Isoniazid is readily absorbed from the gastrointestinal tract and after intramuscular injection. Peak concentrations of about 3 to 7 micrograms/mL appear in the blood 1 to 2 hours after an oral fasting dose of 300 mg. Food reduces the rate and extent of isoniazid absorption. Isoniazid is not thought to bind significantly to plasma proteins and is distributed into all body tissues and fluids, including the cerebrospinal fluid (CSF). It appears in fetal blood if given during pregnancy and is distributed into breast milk. The plasma half-life of isoniazid ranges from about 1 to 6 hours, with shorter half-lives in fast acetylators. The main metabolic pathway is acetylation of isoniazid to acetyl isoniazid by N-acetyltransferase in the liver and small intestine. In patients with normal renal function, more than 75% of a dose appears in the urine within 24 hours, mainly as metabolites. Small amounts of the drug are also excreted in the faeces. Isoniazid is removed by haemodialysis.

Distribution

Therapeutic concentrations of isoniazid have been detected in CSF and synovial fluid several hours after an oral dose. It diffuses well into saliva, and it has been suggested that salivary concentrations could be used instead of serum concentrations in pharmacokinetic studies.

HIV-infected patients

Malabsorption of isoniazid and other anti-tuberculosis drugs may occur in patients with HIV infection and tuberculosis and may contribute to acquired drug resistance and reduced effectiveness of tuberculosis treatment.

Pregnancy

Isoniazid crosses the placenta, and average fetal concentrations of 61.5 and 72.8% of maternal serum or plasma concentrations have been reported.

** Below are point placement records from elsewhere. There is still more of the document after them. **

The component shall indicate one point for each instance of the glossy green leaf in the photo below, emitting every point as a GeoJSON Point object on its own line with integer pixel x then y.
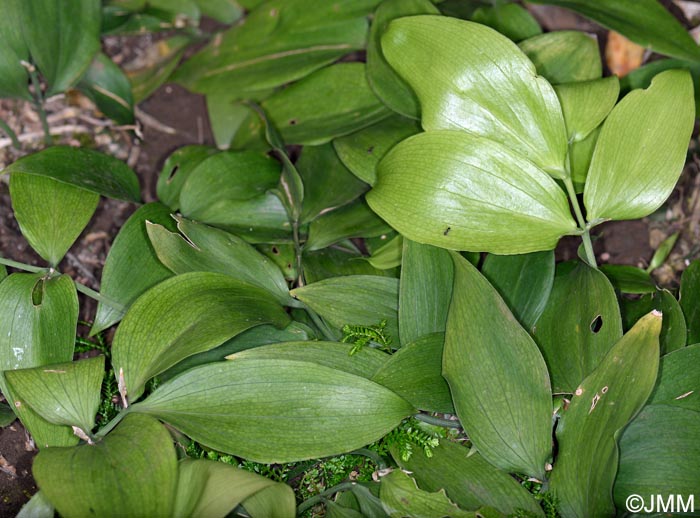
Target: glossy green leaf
{"type": "Point", "coordinates": [141, 478]}
{"type": "Point", "coordinates": [62, 393]}
{"type": "Point", "coordinates": [468, 480]}
{"type": "Point", "coordinates": [586, 104]}
{"type": "Point", "coordinates": [184, 315]}
{"type": "Point", "coordinates": [494, 94]}
{"type": "Point", "coordinates": [356, 300]}
{"type": "Point", "coordinates": [690, 300]}
{"type": "Point", "coordinates": [361, 151]}
{"type": "Point", "coordinates": [454, 190]}
{"type": "Point", "coordinates": [414, 372]}
{"type": "Point", "coordinates": [327, 182]}
{"type": "Point", "coordinates": [564, 56]}
{"type": "Point", "coordinates": [212, 489]}
{"type": "Point", "coordinates": [200, 248]}
{"type": "Point", "coordinates": [579, 325]}
{"type": "Point", "coordinates": [343, 103]}
{"type": "Point", "coordinates": [131, 252]}
{"type": "Point", "coordinates": [41, 332]}
{"type": "Point", "coordinates": [386, 83]}
{"type": "Point", "coordinates": [51, 214]}
{"type": "Point", "coordinates": [402, 497]}
{"type": "Point", "coordinates": [84, 168]}
{"type": "Point", "coordinates": [105, 83]}
{"type": "Point", "coordinates": [602, 405]}
{"type": "Point", "coordinates": [673, 329]}
{"type": "Point", "coordinates": [498, 378]}
{"type": "Point", "coordinates": [425, 290]}
{"type": "Point", "coordinates": [511, 20]}
{"type": "Point", "coordinates": [641, 149]}
{"type": "Point", "coordinates": [524, 281]}
{"type": "Point", "coordinates": [645, 22]}
{"type": "Point", "coordinates": [353, 220]}
{"type": "Point", "coordinates": [62, 38]}
{"type": "Point", "coordinates": [318, 411]}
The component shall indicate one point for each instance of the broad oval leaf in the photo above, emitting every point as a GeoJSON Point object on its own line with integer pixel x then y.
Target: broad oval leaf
{"type": "Point", "coordinates": [317, 411]}
{"type": "Point", "coordinates": [602, 405]}
{"type": "Point", "coordinates": [454, 190]}
{"type": "Point", "coordinates": [498, 378]}
{"type": "Point", "coordinates": [641, 150]}
{"type": "Point", "coordinates": [131, 472]}
{"type": "Point", "coordinates": [480, 82]}
{"type": "Point", "coordinates": [182, 316]}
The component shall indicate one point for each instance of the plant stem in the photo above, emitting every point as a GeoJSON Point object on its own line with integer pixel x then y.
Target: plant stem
{"type": "Point", "coordinates": [315, 500]}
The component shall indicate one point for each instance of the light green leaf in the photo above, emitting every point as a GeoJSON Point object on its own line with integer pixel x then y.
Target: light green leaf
{"type": "Point", "coordinates": [317, 411]}
{"type": "Point", "coordinates": [425, 290]}
{"type": "Point", "coordinates": [579, 325]}
{"type": "Point", "coordinates": [493, 93]}
{"type": "Point", "coordinates": [361, 151]}
{"type": "Point", "coordinates": [564, 56]}
{"type": "Point", "coordinates": [454, 190]}
{"type": "Point", "coordinates": [84, 168]}
{"type": "Point", "coordinates": [132, 471]}
{"type": "Point", "coordinates": [51, 214]}
{"type": "Point", "coordinates": [356, 300]}
{"type": "Point", "coordinates": [586, 104]}
{"type": "Point", "coordinates": [498, 378]}
{"type": "Point", "coordinates": [62, 393]}
{"type": "Point", "coordinates": [524, 281]}
{"type": "Point", "coordinates": [131, 252]}
{"type": "Point", "coordinates": [201, 248]}
{"type": "Point", "coordinates": [602, 405]}
{"type": "Point", "coordinates": [182, 316]}
{"type": "Point", "coordinates": [469, 480]}
{"type": "Point", "coordinates": [414, 372]}
{"type": "Point", "coordinates": [389, 87]}
{"type": "Point", "coordinates": [641, 150]}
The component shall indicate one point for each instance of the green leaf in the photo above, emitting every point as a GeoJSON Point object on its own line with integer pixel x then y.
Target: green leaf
{"type": "Point", "coordinates": [645, 22]}
{"type": "Point", "coordinates": [343, 103]}
{"type": "Point", "coordinates": [414, 372]}
{"type": "Point", "coordinates": [132, 471]}
{"type": "Point", "coordinates": [389, 87]}
{"type": "Point", "coordinates": [355, 299]}
{"type": "Point", "coordinates": [425, 290]}
{"type": "Point", "coordinates": [105, 83]}
{"type": "Point", "coordinates": [361, 151]}
{"type": "Point", "coordinates": [212, 489]}
{"type": "Point", "coordinates": [327, 183]}
{"type": "Point", "coordinates": [131, 252]}
{"type": "Point", "coordinates": [62, 38]}
{"type": "Point", "coordinates": [317, 411]}
{"type": "Point", "coordinates": [579, 325]}
{"type": "Point", "coordinates": [184, 315]}
{"type": "Point", "coordinates": [641, 150]}
{"type": "Point", "coordinates": [524, 281]}
{"type": "Point", "coordinates": [564, 56]}
{"type": "Point", "coordinates": [51, 214]}
{"type": "Point", "coordinates": [586, 104]}
{"type": "Point", "coordinates": [508, 417]}
{"type": "Point", "coordinates": [84, 168]}
{"type": "Point", "coordinates": [62, 393]}
{"type": "Point", "coordinates": [493, 94]}
{"type": "Point", "coordinates": [402, 497]}
{"type": "Point", "coordinates": [454, 190]}
{"type": "Point", "coordinates": [602, 405]}
{"type": "Point", "coordinates": [200, 248]}
{"type": "Point", "coordinates": [469, 480]}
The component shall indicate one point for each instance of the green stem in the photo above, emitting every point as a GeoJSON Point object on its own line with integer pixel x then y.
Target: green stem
{"type": "Point", "coordinates": [315, 500]}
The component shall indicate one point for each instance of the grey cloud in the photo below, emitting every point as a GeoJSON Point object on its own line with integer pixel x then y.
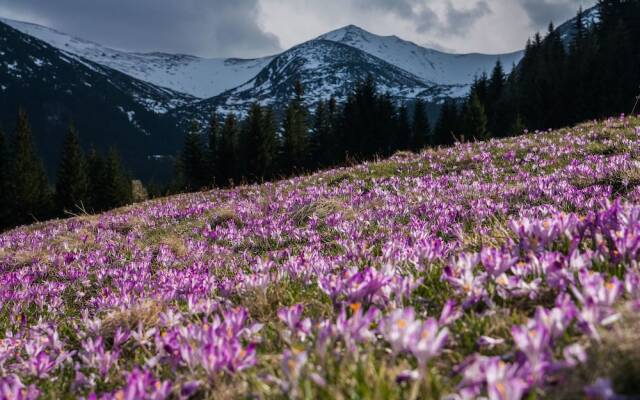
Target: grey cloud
{"type": "Point", "coordinates": [541, 12]}
{"type": "Point", "coordinates": [454, 21]}
{"type": "Point", "coordinates": [203, 27]}
{"type": "Point", "coordinates": [459, 20]}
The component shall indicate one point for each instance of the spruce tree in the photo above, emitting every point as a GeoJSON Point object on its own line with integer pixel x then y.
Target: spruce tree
{"type": "Point", "coordinates": [213, 138]}
{"type": "Point", "coordinates": [4, 183]}
{"type": "Point", "coordinates": [403, 129]}
{"type": "Point", "coordinates": [421, 132]}
{"type": "Point", "coordinates": [118, 188]}
{"type": "Point", "coordinates": [295, 133]}
{"type": "Point", "coordinates": [259, 142]}
{"type": "Point", "coordinates": [30, 198]}
{"type": "Point", "coordinates": [226, 172]}
{"type": "Point", "coordinates": [475, 120]}
{"type": "Point", "coordinates": [72, 181]}
{"type": "Point", "coordinates": [97, 182]}
{"type": "Point", "coordinates": [446, 129]}
{"type": "Point", "coordinates": [326, 147]}
{"type": "Point", "coordinates": [193, 160]}
{"type": "Point", "coordinates": [267, 151]}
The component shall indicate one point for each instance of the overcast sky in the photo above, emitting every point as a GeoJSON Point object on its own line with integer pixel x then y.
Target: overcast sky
{"type": "Point", "coordinates": [252, 28]}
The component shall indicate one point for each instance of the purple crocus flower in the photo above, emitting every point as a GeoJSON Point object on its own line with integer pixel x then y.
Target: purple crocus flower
{"type": "Point", "coordinates": [292, 317]}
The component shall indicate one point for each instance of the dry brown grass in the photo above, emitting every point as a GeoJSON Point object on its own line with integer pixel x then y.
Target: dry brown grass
{"type": "Point", "coordinates": [176, 243]}
{"type": "Point", "coordinates": [146, 313]}
{"type": "Point", "coordinates": [223, 216]}
{"type": "Point", "coordinates": [499, 234]}
{"type": "Point", "coordinates": [320, 209]}
{"type": "Point", "coordinates": [616, 357]}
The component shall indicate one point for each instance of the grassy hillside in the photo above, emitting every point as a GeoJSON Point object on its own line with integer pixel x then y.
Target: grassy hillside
{"type": "Point", "coordinates": [506, 269]}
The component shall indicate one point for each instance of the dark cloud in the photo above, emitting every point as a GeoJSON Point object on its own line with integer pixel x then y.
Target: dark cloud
{"type": "Point", "coordinates": [541, 12]}
{"type": "Point", "coordinates": [454, 21]}
{"type": "Point", "coordinates": [204, 27]}
{"type": "Point", "coordinates": [459, 20]}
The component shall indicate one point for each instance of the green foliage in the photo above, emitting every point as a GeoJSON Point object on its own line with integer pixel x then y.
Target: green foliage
{"type": "Point", "coordinates": [420, 130]}
{"type": "Point", "coordinates": [559, 83]}
{"type": "Point", "coordinates": [72, 182]}
{"type": "Point", "coordinates": [109, 184]}
{"type": "Point", "coordinates": [29, 194]}
{"type": "Point", "coordinates": [226, 171]}
{"type": "Point", "coordinates": [259, 142]}
{"type": "Point", "coordinates": [295, 134]}
{"type": "Point", "coordinates": [475, 120]}
{"type": "Point", "coordinates": [4, 182]}
{"type": "Point", "coordinates": [447, 127]}
{"type": "Point", "coordinates": [193, 161]}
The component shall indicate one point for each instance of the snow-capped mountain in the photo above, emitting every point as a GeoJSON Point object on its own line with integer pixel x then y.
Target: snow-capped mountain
{"type": "Point", "coordinates": [195, 76]}
{"type": "Point", "coordinates": [207, 78]}
{"type": "Point", "coordinates": [432, 66]}
{"type": "Point", "coordinates": [108, 107]}
{"type": "Point", "coordinates": [325, 68]}
{"type": "Point", "coordinates": [140, 102]}
{"type": "Point", "coordinates": [567, 30]}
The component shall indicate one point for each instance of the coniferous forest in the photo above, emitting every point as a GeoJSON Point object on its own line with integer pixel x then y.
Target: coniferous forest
{"type": "Point", "coordinates": [557, 83]}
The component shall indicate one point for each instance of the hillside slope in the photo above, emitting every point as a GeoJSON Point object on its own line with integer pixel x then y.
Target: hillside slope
{"type": "Point", "coordinates": [499, 269]}
{"type": "Point", "coordinates": [196, 76]}
{"type": "Point", "coordinates": [108, 107]}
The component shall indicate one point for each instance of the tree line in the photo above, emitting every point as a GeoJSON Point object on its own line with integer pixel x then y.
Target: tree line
{"type": "Point", "coordinates": [257, 148]}
{"type": "Point", "coordinates": [90, 183]}
{"type": "Point", "coordinates": [559, 82]}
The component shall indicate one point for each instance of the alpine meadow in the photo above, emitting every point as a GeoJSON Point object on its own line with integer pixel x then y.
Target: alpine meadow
{"type": "Point", "coordinates": [354, 216]}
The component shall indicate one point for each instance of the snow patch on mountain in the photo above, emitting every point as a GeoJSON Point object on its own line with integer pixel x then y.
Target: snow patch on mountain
{"type": "Point", "coordinates": [431, 65]}
{"type": "Point", "coordinates": [199, 77]}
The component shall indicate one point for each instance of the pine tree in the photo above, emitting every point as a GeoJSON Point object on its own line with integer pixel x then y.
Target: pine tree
{"type": "Point", "coordinates": [495, 107]}
{"type": "Point", "coordinates": [4, 183]}
{"type": "Point", "coordinates": [226, 171]}
{"type": "Point", "coordinates": [267, 151]}
{"type": "Point", "coordinates": [421, 132]}
{"type": "Point", "coordinates": [72, 182]}
{"type": "Point", "coordinates": [97, 182]}
{"type": "Point", "coordinates": [193, 160]}
{"type": "Point", "coordinates": [403, 129]}
{"type": "Point", "coordinates": [118, 190]}
{"type": "Point", "coordinates": [213, 137]}
{"type": "Point", "coordinates": [30, 197]}
{"type": "Point", "coordinates": [259, 140]}
{"type": "Point", "coordinates": [295, 133]}
{"type": "Point", "coordinates": [475, 120]}
{"type": "Point", "coordinates": [447, 127]}
{"type": "Point", "coordinates": [316, 138]}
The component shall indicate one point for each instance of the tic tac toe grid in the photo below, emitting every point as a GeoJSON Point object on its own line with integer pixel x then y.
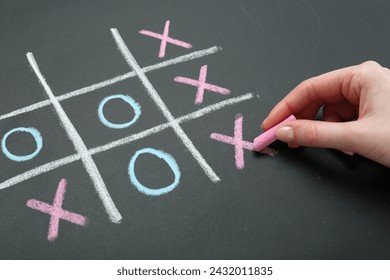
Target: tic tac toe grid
{"type": "Point", "coordinates": [85, 154]}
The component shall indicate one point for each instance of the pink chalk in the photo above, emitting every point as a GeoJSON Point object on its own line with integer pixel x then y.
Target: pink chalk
{"type": "Point", "coordinates": [202, 85]}
{"type": "Point", "coordinates": [268, 137]}
{"type": "Point", "coordinates": [56, 212]}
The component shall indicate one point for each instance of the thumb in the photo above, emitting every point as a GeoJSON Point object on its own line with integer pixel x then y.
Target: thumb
{"type": "Point", "coordinates": [336, 135]}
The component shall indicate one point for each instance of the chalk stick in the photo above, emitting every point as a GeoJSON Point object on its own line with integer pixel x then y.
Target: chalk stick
{"type": "Point", "coordinates": [266, 138]}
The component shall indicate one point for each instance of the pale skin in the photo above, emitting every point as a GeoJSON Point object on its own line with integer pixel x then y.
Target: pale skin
{"type": "Point", "coordinates": [356, 112]}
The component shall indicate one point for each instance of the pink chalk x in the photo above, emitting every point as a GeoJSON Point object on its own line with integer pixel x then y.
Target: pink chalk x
{"type": "Point", "coordinates": [266, 138]}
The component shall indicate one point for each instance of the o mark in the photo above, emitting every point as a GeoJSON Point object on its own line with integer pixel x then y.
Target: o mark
{"type": "Point", "coordinates": [37, 137]}
{"type": "Point", "coordinates": [162, 155]}
{"type": "Point", "coordinates": [136, 107]}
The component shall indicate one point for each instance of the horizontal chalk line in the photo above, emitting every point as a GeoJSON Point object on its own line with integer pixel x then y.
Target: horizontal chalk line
{"type": "Point", "coordinates": [79, 146]}
{"type": "Point", "coordinates": [153, 94]}
{"type": "Point", "coordinates": [73, 158]}
{"type": "Point", "coordinates": [91, 88]}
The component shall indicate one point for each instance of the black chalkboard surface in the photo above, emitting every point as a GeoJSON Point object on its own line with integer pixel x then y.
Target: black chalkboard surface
{"type": "Point", "coordinates": [126, 131]}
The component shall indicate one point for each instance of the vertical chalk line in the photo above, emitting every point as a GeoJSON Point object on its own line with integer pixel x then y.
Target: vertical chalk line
{"type": "Point", "coordinates": [79, 145]}
{"type": "Point", "coordinates": [91, 88]}
{"type": "Point", "coordinates": [123, 141]}
{"type": "Point", "coordinates": [161, 105]}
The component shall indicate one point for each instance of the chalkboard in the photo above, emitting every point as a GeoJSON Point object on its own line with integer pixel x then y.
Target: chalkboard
{"type": "Point", "coordinates": [126, 131]}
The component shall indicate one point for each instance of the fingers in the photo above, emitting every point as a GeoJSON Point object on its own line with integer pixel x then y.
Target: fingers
{"type": "Point", "coordinates": [306, 99]}
{"type": "Point", "coordinates": [341, 136]}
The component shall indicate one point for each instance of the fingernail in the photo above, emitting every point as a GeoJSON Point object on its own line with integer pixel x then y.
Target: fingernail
{"type": "Point", "coordinates": [348, 153]}
{"type": "Point", "coordinates": [285, 134]}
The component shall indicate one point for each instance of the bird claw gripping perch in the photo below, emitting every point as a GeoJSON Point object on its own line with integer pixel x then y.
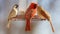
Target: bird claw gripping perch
{"type": "Point", "coordinates": [12, 14]}
{"type": "Point", "coordinates": [44, 15]}
{"type": "Point", "coordinates": [30, 12]}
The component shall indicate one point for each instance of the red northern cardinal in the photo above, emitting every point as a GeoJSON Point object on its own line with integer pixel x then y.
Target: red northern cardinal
{"type": "Point", "coordinates": [44, 15]}
{"type": "Point", "coordinates": [30, 13]}
{"type": "Point", "coordinates": [12, 14]}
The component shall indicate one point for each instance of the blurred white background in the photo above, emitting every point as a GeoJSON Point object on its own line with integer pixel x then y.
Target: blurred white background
{"type": "Point", "coordinates": [42, 27]}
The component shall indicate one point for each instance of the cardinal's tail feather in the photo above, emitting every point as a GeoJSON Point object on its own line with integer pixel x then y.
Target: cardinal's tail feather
{"type": "Point", "coordinates": [51, 25]}
{"type": "Point", "coordinates": [28, 28]}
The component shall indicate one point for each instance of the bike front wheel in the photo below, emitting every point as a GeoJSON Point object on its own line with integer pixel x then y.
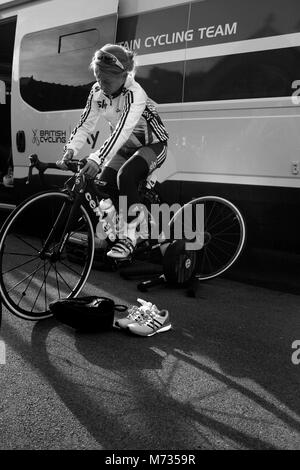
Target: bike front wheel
{"type": "Point", "coordinates": [215, 228]}
{"type": "Point", "coordinates": [35, 268]}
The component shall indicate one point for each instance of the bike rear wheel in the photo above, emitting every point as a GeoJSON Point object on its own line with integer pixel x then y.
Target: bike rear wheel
{"type": "Point", "coordinates": [217, 226]}
{"type": "Point", "coordinates": [31, 277]}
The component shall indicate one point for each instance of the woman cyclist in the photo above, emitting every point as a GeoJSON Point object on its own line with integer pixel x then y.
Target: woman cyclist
{"type": "Point", "coordinates": [137, 143]}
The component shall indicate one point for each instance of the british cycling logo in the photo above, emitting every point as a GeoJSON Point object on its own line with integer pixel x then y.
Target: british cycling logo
{"type": "Point", "coordinates": [296, 354]}
{"type": "Point", "coordinates": [296, 93]}
{"type": "Point", "coordinates": [49, 136]}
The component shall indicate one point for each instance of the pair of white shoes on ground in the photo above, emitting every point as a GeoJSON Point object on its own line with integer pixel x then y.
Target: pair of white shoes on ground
{"type": "Point", "coordinates": [145, 320]}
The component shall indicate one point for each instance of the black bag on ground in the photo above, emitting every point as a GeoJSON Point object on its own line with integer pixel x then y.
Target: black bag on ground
{"type": "Point", "coordinates": [179, 264]}
{"type": "Point", "coordinates": [87, 314]}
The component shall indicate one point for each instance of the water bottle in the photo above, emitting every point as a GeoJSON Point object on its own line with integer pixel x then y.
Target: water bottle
{"type": "Point", "coordinates": [106, 227]}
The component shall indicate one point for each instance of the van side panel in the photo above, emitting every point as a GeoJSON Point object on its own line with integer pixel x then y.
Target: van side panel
{"type": "Point", "coordinates": [52, 80]}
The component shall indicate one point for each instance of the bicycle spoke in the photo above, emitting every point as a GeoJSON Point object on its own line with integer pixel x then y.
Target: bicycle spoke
{"type": "Point", "coordinates": [20, 265]}
{"type": "Point", "coordinates": [40, 289]}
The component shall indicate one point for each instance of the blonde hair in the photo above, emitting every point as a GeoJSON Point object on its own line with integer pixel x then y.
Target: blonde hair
{"type": "Point", "coordinates": [124, 55]}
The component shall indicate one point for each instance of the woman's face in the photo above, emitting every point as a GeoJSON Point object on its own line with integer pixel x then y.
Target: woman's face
{"type": "Point", "coordinates": [109, 82]}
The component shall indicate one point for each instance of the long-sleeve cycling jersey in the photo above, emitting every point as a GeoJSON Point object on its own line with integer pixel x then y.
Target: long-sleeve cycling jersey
{"type": "Point", "coordinates": [132, 116]}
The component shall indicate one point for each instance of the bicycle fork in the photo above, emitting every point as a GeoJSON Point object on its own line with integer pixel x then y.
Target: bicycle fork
{"type": "Point", "coordinates": [66, 217]}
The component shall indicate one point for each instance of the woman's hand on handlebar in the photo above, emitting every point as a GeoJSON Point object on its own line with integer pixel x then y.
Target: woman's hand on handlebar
{"type": "Point", "coordinates": [90, 169]}
{"type": "Point", "coordinates": [68, 155]}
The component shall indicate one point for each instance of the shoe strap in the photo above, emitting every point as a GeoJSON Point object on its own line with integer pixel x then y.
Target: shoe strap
{"type": "Point", "coordinates": [124, 243]}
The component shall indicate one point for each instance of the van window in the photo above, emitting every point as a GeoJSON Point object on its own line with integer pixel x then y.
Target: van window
{"type": "Point", "coordinates": [54, 63]}
{"type": "Point", "coordinates": [262, 74]}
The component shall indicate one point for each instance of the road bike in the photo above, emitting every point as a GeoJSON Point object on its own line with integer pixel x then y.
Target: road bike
{"type": "Point", "coordinates": [38, 240]}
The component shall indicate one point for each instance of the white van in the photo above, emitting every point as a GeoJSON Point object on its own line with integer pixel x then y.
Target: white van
{"type": "Point", "coordinates": [225, 75]}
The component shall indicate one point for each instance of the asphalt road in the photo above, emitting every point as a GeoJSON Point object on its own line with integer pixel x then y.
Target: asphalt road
{"type": "Point", "coordinates": [221, 378]}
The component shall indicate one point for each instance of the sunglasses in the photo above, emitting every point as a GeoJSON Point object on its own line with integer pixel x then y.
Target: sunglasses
{"type": "Point", "coordinates": [109, 59]}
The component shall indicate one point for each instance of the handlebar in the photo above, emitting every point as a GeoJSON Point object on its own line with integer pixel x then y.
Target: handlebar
{"type": "Point", "coordinates": [73, 165]}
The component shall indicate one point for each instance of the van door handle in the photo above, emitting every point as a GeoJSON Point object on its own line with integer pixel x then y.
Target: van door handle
{"type": "Point", "coordinates": [21, 141]}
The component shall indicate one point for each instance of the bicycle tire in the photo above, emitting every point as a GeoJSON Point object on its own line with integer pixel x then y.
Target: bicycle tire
{"type": "Point", "coordinates": [29, 281]}
{"type": "Point", "coordinates": [223, 237]}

The half-life of isoniazid may be prolonged in neonates.

Storage

Isoniazid preparations should be protected from light, air, and excessive heat. Isoniazid tablets should be stored in tightly closed, light-resistant containers at a temperature below 40°C, preferably between 15-30°C. Tablets containing the fixed combination of rifampicin, isoniazid, and pyrazinamide (Rifater®) should be protected from excessive humidity and stored at 15-30°C. Isoniazid injection should be protected from light and stored at a temperature below 40°C, preferably between 15-30°C; freezing should be avoided. At low temperatures, isoniazid in solution tends to crystallise, and the injection should be warmed to room temperature to redissolve the crystals before use.

Overdosage

Too much isoniazid can cause nausea, vomiting, dizziness, slurred speech, blurred vision, and visual hallucinations (including bright colours and strange patterns). Symptoms of overdose usually occur within 30 minutes to 3 hours after taking the drug. After marked overdose, respiratory distress and CNS depression, progressing rapidly from stupor to coma, severe intractable seizures, metabolic acidosis, acetonuria, and hyperglycaemia have occurred. If untreated or treated inadequately, isoniazid overdose may be fatal.

Treatment of overdose

When managing isoniazid overdose, the airway should be secured and adequate breathing established immediately. Seizures may be controlled with IV diazepam or short-acting barbiturates and a dose of pyridoxine hydrochloride equal to the amount of isoniazid ingested. Generally, 1-4 g of pyridoxine hydrochloride is given IV, followed by 1 g IM every 30 minutes until the full dose has been given. If seizures are controlled and the overdose is recent (within 2-3 hours), the stomach should be emptied by gastric lavage.

Blood gases, serum electrolytes, glucose, and blood urea nitrogen should be measured. Blood should be typed and cross-matched in case haemodialysis is needed. Intravenous sodium bicarbonate should be given to control metabolic acidosis and repeated if necessary. The dose should be adjusted according to laboratory test results.